そう言えばこの関係にも名前がないことに気付いた。師匠と弟子?それともセフレ?ただのクラスメイト?私たちは友達じゃないし、もちろん恋人なんかではない。じゃあなんだと言われれば答えられないけど、私が普段から佐野くんのことを万次郎と呼ぶのは不自然でしかない。けど、目の前のこの人はそれでも「なんで?」と私に問い続けるだろう。

「2人きりの時だけじゃダメ?」
「うん」
「……万次郎くん」
「まんじろー」
「万次郎」
「うん、やっぱそれがいい」

満足げに笑う彼の笑顔に昨日のことが思い起こされる。

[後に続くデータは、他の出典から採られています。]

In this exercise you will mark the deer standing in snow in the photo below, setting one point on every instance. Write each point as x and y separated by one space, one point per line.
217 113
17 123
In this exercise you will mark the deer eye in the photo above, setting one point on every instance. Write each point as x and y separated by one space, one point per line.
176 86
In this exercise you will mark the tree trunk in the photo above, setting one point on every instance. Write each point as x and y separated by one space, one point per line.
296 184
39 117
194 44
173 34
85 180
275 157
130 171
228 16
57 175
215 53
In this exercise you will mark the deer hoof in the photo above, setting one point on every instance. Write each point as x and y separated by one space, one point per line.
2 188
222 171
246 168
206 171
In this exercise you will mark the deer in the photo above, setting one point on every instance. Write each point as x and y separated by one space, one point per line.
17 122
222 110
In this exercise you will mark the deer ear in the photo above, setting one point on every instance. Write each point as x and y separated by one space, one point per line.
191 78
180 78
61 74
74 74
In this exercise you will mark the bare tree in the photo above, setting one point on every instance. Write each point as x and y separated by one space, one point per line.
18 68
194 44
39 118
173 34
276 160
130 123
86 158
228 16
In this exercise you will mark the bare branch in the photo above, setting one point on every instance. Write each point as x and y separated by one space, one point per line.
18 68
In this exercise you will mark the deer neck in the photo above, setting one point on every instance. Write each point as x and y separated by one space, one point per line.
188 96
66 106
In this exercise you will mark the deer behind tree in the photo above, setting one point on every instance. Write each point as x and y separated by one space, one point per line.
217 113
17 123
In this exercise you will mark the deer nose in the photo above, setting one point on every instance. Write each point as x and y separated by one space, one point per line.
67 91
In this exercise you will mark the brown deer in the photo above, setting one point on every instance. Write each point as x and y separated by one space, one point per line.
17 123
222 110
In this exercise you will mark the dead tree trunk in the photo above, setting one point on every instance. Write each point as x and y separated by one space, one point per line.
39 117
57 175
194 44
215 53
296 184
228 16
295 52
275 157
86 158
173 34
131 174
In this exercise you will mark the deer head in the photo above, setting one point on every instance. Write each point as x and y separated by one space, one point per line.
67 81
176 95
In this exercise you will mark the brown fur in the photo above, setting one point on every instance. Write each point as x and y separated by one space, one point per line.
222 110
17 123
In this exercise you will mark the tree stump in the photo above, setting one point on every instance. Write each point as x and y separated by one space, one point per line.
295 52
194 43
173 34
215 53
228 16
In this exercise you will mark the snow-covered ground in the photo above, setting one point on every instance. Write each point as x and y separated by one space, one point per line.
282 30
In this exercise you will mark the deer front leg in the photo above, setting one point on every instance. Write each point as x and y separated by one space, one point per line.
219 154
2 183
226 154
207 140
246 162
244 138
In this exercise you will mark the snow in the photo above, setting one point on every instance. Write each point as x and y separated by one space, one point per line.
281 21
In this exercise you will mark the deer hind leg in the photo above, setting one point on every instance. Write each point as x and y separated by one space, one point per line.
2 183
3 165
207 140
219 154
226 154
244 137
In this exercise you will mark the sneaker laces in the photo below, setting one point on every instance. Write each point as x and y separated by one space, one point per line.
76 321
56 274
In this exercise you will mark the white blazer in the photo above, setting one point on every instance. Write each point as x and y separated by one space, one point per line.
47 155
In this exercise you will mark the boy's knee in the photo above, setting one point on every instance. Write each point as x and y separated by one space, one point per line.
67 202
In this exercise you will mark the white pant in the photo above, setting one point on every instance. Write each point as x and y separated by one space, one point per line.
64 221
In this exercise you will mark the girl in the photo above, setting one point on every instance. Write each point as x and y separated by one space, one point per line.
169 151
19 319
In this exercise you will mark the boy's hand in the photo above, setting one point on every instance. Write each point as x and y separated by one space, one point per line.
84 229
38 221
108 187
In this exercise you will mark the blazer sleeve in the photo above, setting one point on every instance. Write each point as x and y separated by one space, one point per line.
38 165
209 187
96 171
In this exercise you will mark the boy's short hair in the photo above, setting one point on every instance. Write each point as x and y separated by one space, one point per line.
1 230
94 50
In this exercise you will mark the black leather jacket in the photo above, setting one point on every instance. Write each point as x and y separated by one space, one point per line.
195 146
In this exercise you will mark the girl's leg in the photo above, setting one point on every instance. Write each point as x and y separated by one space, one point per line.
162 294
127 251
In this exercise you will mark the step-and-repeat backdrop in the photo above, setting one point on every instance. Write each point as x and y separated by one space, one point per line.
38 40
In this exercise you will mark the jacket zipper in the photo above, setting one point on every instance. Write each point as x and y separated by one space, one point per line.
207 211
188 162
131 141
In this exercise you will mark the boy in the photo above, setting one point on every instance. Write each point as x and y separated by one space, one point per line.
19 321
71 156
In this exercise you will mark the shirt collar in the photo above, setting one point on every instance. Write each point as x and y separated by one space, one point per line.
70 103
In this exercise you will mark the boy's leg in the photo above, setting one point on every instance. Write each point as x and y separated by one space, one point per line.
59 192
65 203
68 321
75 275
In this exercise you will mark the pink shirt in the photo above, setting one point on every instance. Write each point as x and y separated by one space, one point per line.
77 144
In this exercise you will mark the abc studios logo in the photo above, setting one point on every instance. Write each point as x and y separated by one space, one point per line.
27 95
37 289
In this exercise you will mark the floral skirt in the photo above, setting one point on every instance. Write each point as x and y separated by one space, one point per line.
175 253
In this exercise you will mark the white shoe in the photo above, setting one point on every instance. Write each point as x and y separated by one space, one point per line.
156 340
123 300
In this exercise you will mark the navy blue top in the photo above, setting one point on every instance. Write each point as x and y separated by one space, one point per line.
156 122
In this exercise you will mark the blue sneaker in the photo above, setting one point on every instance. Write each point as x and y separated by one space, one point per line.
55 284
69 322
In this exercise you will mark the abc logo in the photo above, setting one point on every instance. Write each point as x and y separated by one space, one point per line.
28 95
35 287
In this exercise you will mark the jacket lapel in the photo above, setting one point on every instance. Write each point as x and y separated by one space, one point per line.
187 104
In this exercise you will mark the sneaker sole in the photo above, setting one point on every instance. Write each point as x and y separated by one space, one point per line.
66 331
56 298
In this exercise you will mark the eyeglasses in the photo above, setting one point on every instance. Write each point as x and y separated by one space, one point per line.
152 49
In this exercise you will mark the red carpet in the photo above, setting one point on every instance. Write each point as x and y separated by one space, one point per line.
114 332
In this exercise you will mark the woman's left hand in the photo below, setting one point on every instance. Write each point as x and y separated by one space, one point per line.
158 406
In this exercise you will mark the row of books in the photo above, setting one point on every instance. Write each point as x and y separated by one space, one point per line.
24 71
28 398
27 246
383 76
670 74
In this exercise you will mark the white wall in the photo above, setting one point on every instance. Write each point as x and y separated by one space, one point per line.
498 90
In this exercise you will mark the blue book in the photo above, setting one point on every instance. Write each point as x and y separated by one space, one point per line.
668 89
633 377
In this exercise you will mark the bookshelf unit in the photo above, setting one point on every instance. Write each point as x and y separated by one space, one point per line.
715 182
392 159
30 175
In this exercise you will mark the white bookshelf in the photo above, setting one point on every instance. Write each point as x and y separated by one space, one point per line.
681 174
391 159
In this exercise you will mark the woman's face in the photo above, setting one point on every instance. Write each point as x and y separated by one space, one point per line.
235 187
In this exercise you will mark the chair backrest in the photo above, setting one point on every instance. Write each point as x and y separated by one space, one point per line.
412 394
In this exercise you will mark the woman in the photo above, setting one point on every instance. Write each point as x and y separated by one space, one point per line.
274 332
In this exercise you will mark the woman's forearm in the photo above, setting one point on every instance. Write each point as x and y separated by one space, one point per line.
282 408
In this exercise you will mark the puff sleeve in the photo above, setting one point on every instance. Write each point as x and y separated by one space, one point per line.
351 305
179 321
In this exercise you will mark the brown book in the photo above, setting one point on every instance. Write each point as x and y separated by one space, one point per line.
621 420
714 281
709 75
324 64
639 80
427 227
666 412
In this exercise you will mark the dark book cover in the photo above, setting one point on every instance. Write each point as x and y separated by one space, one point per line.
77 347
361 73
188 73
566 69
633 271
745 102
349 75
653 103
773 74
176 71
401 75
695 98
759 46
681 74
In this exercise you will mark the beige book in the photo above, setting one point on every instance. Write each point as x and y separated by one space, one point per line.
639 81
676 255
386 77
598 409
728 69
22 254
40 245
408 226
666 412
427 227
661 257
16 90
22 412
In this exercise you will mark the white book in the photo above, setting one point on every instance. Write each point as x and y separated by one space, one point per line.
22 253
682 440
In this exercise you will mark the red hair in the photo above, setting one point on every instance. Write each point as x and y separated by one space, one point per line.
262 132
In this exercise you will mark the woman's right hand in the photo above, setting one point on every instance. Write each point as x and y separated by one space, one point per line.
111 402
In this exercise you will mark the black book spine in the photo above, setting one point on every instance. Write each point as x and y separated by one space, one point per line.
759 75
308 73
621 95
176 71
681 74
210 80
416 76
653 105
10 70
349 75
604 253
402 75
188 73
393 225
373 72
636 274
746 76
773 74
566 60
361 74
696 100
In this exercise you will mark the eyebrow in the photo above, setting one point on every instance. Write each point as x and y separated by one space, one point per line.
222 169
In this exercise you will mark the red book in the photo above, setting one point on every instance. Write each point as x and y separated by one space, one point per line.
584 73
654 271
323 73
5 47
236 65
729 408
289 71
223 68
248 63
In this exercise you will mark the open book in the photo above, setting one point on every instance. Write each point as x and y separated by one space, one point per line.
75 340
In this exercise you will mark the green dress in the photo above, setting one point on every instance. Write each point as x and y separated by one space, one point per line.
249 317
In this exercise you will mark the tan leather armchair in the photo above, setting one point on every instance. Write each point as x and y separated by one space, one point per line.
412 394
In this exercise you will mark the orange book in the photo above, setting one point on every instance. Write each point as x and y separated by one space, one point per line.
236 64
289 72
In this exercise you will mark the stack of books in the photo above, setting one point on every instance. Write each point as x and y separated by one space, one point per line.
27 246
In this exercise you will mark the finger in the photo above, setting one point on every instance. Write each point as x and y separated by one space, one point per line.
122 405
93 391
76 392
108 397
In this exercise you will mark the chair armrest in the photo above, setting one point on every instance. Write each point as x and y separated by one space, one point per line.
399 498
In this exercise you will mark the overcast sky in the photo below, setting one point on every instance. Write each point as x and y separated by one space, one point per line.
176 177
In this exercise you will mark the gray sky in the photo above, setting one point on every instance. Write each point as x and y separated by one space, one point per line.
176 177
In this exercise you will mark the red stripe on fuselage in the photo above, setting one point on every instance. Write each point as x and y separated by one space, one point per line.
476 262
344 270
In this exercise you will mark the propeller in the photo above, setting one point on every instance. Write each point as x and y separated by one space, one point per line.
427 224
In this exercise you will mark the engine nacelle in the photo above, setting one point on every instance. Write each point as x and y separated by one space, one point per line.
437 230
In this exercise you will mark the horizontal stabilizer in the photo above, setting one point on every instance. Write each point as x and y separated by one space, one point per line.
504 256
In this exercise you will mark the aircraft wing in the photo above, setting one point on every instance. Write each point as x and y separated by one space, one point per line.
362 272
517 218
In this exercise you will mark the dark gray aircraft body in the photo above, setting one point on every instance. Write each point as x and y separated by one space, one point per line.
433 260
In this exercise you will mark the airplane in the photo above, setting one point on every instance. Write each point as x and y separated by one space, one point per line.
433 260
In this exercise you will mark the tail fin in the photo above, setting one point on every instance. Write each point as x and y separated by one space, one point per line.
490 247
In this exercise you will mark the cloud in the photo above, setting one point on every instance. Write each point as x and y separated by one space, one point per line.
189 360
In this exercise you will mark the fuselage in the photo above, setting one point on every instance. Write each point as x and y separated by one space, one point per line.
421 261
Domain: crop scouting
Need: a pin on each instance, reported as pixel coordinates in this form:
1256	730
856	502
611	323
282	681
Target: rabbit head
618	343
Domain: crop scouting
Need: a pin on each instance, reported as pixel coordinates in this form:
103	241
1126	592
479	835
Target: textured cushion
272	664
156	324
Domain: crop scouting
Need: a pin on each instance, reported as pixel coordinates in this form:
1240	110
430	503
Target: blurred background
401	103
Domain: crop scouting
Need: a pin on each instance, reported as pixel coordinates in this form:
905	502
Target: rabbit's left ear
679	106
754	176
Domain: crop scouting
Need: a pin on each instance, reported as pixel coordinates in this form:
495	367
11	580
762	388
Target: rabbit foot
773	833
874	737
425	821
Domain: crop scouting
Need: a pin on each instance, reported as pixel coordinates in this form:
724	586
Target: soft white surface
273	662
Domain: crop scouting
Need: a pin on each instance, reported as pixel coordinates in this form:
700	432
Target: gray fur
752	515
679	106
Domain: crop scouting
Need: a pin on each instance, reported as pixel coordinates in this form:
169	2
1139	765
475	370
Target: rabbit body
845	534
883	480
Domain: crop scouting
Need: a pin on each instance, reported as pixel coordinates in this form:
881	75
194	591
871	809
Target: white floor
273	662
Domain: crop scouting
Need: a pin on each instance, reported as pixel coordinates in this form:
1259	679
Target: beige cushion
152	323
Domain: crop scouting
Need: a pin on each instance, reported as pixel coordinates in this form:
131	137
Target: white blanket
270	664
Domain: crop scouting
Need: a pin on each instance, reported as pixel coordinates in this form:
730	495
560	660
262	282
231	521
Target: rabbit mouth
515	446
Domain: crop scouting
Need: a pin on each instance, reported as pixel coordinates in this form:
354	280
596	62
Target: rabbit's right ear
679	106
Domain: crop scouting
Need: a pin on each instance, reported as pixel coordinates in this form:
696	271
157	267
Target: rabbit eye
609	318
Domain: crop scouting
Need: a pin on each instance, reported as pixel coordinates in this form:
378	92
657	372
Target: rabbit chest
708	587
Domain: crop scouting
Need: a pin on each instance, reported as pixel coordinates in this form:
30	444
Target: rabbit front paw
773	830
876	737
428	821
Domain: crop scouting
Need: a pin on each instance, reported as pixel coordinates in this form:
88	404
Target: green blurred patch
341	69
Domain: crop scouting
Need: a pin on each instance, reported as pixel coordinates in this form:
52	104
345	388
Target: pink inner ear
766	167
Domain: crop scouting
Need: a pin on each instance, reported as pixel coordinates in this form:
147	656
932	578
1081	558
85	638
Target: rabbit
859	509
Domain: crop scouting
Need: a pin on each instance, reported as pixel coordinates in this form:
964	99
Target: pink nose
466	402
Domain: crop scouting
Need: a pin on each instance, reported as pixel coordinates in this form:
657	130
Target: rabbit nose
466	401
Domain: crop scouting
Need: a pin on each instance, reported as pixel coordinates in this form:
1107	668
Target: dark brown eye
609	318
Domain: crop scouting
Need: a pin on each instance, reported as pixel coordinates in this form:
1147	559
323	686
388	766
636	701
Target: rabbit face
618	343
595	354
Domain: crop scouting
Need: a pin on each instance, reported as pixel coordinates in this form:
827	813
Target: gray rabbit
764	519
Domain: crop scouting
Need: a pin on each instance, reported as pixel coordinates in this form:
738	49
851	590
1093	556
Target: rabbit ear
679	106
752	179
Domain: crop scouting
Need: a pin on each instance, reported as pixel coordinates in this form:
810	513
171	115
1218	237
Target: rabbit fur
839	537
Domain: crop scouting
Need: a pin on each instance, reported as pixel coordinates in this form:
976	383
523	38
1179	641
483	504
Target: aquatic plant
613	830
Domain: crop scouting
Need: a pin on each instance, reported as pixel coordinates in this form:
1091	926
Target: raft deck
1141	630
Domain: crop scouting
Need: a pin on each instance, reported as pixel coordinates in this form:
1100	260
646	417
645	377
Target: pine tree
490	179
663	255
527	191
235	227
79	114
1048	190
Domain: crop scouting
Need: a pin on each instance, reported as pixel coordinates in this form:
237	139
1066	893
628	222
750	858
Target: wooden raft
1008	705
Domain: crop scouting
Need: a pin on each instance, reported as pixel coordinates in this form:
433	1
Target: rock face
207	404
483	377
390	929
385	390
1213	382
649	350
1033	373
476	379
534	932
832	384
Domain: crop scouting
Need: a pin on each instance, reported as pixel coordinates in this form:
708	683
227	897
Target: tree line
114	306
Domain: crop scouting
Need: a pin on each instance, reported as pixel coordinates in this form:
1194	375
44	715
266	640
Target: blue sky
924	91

彼が私の体を暴いた、昨日のことを。きっと今の私は顔中真っ赤になっているに違いない。私は熱くなった頬を隠すように俯いて、自分の足元を見つめた。
そんな私を他所に彼はいつも通り話しかけてくる。本当にずるいと思う。


「あと連絡先教えて」
「学校には持ってきてないよ」
「ならあとでなまえんち一緒に行くわ」
「……わかった」

本当は携帯は学校に持ってきていた。ただ、彼に振り回されるだけなのが嫌だった。だから嘘をついた。ちっぽけな私のちっぽけな抵抗。

「佐野くん、制服ちゃんと着てよ」
「まんじろー」
「万次郎、着て!」
「着せて?」

甘えるように佐野くんが私に向かって両腕を差し出す。仕方なくいつも龍宮寺くんがしているように佐野くんの上着を着せてボタンを留める。されるがままの佐野くんはちょっと可愛くて、私は佐野くんをほっとけない龍宮寺くんの気持ちが少しわかったような気がした。


「なまえ」
「なにー?」
「頭もやって?」
「それは自分でやって?」
「ケチ」
「ケチで結構です」
「つまんねー女」
「はいはい、どうもありがとうございます〜」

私が投げやりに返事をするとおどけた様子で謝ってきた。こういうところも憎めない。私は思わず笑ってしまった。そんな私を見て佐野くんも嬉しそうに笑った。

「なまえ、目つぶって?」
「はいはい次は何?」
「いいからいいから」

言われた通りに目を瞑ると唇に柔らかい感触があった。一瞬何が起こったのか分からなくて、でもすぐにキスされたんだと理解して慌てて目を開ける。そこには悪戯っ子のような顔をする佐野くんがいた。


「ばか!ここ外だよ!?」
「昨日、オレのこと起こしてくんなかった仕返し」
「うっ……」
「今度からは絶対起こすこと。いい?」
「……善処します」
「そこははい、だろ」

1人で夜道歩くの危ねーから、二度とやめろ。佐野くんはそう言葉を続けた。その表情があまりにも真剣で、私はコクコクと2回首を縦に振った。私の返事に満足したのか佐野くんは小さく笑いながら私の頭をポンと叩いて校舎へと向かっていった。